Digital ist alles viel besser

Für WZ-Kolumnist Uwe Becker ist Facebook eine zweite Heimat.

Foto: Joachim Schmitz

Seit 2009 habe ich ein Profil auf Facebook. Täglich verbringe ich hier jede freie Minute. Ich poste meine Gedanken zur Weltlage, süße Katzenfotos, Kino- und Fernseh-Tipps, und informiere meine vielen FB-Freunde über mein Mittag- und Abendessen.

Es ist ein schönes Gefühl, wenn man seinen Teller mit Bratwurst, Kartoffelpüree und Rotkohl fotografiert und dann ins Netz stellt. Viele Freunde wünschen mir dann „Guten Appetit“ oder schreiben „Lass es dir schmecken“. Manchmal werden die Bilder vom auch kritisch kommentiert: „Das sieht ja ekelig aus“, ist da noch eine der harmloseren Bemerkungen. Aber Lebensmittel zu fotografieren ist auch nicht so einfach, und daher überlege ich, ob ich einen Profi verpflichte, der meine Mahlzeiten fotografiert, damit alles appetitlicher aussieht.

Begrabt mein

Herz in Wuppertal

Facebook ist also neben Wuppertal zu meiner zweiten Heimat geworden. Sozusagen eine Heimat in der Heimat. Ich erfreue mich auch an Artikeln, die andere teilen. Ich mag ganz besonders die virtuell eingerahmten Lebensweisheiten: „Man muss aufwärts blicken, um die Sterne sehen zu können“ oder „Am Ende eines jeden Tages ist nur wichtig, dass ein schöner Moment dabei war, der Dich lächeln ließ“.

Ich like täglich bis zu 200 Postings meiner Freunde, mal mit einem Lach-Smiley, dem Facebook-Daumen oder mit Herzchen. Eine Statusmeldung einer Freundin fand ich besonders ulkig. Um 8 Uhr 30 teilte sie uns mit: „Was für ein beschissener Start in den Tag!“. Wenige Minuten später schrieb sie dann: „Marlene Müller ist in einer Beziehung“.

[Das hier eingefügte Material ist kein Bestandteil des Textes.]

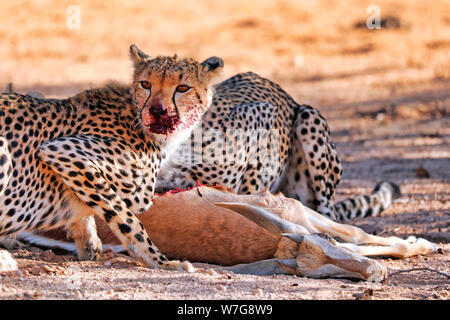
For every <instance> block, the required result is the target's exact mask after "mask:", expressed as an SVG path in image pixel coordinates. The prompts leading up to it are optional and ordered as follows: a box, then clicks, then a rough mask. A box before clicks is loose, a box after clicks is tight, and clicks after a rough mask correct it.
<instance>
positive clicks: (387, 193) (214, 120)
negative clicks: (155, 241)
mask: <svg viewBox="0 0 450 320" xmlns="http://www.w3.org/2000/svg"><path fill="white" fill-rule="evenodd" d="M197 129H198V130H195V131H194V132H193V133H192V137H191V139H190V140H187V141H185V142H184V143H183V144H182V145H180V148H179V149H178V151H177V153H176V154H175V155H173V156H172V157H171V159H170V161H168V162H166V163H165V164H164V165H163V167H162V168H161V171H160V172H159V174H158V179H157V183H156V189H157V192H164V191H167V190H170V189H174V188H178V187H182V188H187V187H191V186H194V185H195V184H196V183H209V184H214V183H218V184H221V185H224V186H226V187H229V188H232V189H233V190H234V191H235V192H239V193H244V194H253V193H257V192H260V191H262V190H263V189H264V188H268V189H269V190H270V191H271V192H279V191H280V192H283V193H284V194H285V195H286V196H289V197H293V198H295V199H298V200H300V201H302V202H303V203H304V204H305V205H307V206H309V207H311V208H312V209H314V210H317V211H318V212H320V213H322V214H324V215H326V216H328V217H330V218H331V219H334V220H337V221H346V220H347V219H349V218H354V217H357V216H366V215H376V214H378V213H379V212H381V211H382V210H384V209H386V208H387V207H389V206H390V205H391V203H392V200H393V199H395V198H396V197H398V196H399V195H400V189H399V187H398V186H396V185H395V184H393V183H389V182H381V183H379V184H378V185H377V186H376V187H375V189H374V191H373V193H372V194H371V195H359V196H357V197H355V198H351V199H347V200H344V201H341V202H337V203H335V202H334V199H333V197H334V192H335V189H336V186H337V185H338V183H339V181H340V179H341V175H342V165H341V163H340V160H339V157H338V155H337V153H336V148H335V145H334V144H333V142H332V140H331V137H330V130H329V127H328V124H327V122H326V120H325V119H324V118H323V116H322V115H321V114H320V112H319V111H318V110H317V109H314V108H312V107H311V106H308V105H300V104H298V103H296V102H295V101H294V100H293V99H292V97H290V96H289V95H288V94H287V93H286V92H285V91H284V90H283V89H281V88H280V86H279V85H277V84H275V83H273V82H271V81H269V80H267V79H264V78H262V77H260V76H259V75H257V74H255V73H252V72H248V73H242V74H238V75H235V76H233V77H231V78H230V79H227V80H225V81H224V82H222V83H220V84H217V85H215V86H214V96H213V102H212V106H211V108H210V109H208V111H207V112H206V113H205V115H204V117H203V119H202V123H201V126H198V128H197Z"/></svg>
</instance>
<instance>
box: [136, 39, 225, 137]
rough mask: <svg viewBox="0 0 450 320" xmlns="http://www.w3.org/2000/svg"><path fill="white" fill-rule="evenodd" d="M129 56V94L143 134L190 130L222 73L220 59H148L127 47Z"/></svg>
mask: <svg viewBox="0 0 450 320" xmlns="http://www.w3.org/2000/svg"><path fill="white" fill-rule="evenodd" d="M130 56H131V59H132V61H133V64H134V78H133V87H132V95H133V99H134V103H135V107H136V108H137V113H138V115H139V119H138V121H140V123H141V125H142V126H143V127H144V128H145V129H146V130H147V132H148V133H150V134H153V135H163V136H165V137H166V138H167V136H171V135H173V134H174V133H175V132H178V131H182V130H183V129H189V128H192V127H193V126H194V125H195V124H196V123H197V122H198V120H200V118H201V117H202V115H203V114H204V112H205V111H206V110H207V109H208V107H209V105H210V103H211V98H212V88H211V80H212V79H213V78H215V77H216V76H217V75H218V74H219V72H220V71H221V70H222V68H223V61H222V59H220V58H217V57H211V58H209V59H206V60H205V61H203V62H202V63H198V62H197V61H195V60H193V59H188V58H184V59H180V58H177V56H176V55H175V56H173V57H165V56H158V57H156V58H151V57H149V56H148V55H146V54H145V53H143V52H142V51H141V50H139V49H138V48H137V47H136V46H135V45H132V46H131V47H130Z"/></svg>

Ich kenne meine besten Freunde nur online. Meine wenigen offline-Freunde treffe ich in der Regel nur bei Geburtstagen oder zufällig auf der Straße. Diese Begegnungen sind dann auch oft nicht so spannend: „Wie geht’s?“ - „Danke, gut und selber?“ - „Muss, was will man machen!“.

Kürzlich traf ich das erste Mal einen Menschen aus meiner Freundesliste, den ich vorher nur online kannte. Es war eine herbe Enttäuschung. Als Profilbild hatte dieser Facebook-Freund immer eine Eule oder eine Ente, und ich hatte die Vermutung, es handele sich um eine Frau Mitte 30, die sich sehr für Tiere und Umweltschutz interessiert.

Tatsächlich war es ein ungepflegter Mann im Rentenalter, mit dem ich rein gar nichts anfangen konnte. Das sind natürlich die Nachteile des Internets, aber ein paar Enttäuschungen muss man im Leben auch mal wegstecken können. Zwei Tage später haben wir dann wieder über die Privatnachrichten-Funktion auf Facebook gechattet, und da gefiel er mir wieder. Bei der Betrachtung seines Enten-Profil-Bildes konnte ich die unschöne reale Begegnung schnell vergessen.

Natürlich kann man auch ohne Facebook leben und glücklich sein, aber mir würde dann doch etwas fehlen. Da ich seit einigen Jahren in einem heiratsfähigen Alter bin, denke ich in der letzen Zeit oft darüber nach, ob ich in den Stand der Ehe treten sollte. Da der Deutsche Bundestag die „Ehe für Alle“ beschlossen hat, wird wohl auch eine Online-Ehe erlaubt sein, und im Zuge dessen meine Überlegungen hierzu konkreter.

Zu meiner Hochzeit würde ich eine Veranstaltungsseite erstellen und alle meine 2000 FB-Freunde einladen. Das wird eine wunderbare Feier, wenn jeder alleine bei sich zuhause am Rechner sitzt und wir online gemeinsam ein Stück Käsesahnetorte essen und Champagner trinken. Die Hochzeitsnacht verbringe ich dann zwar auch alleine, aber man kann ja nicht alles haben.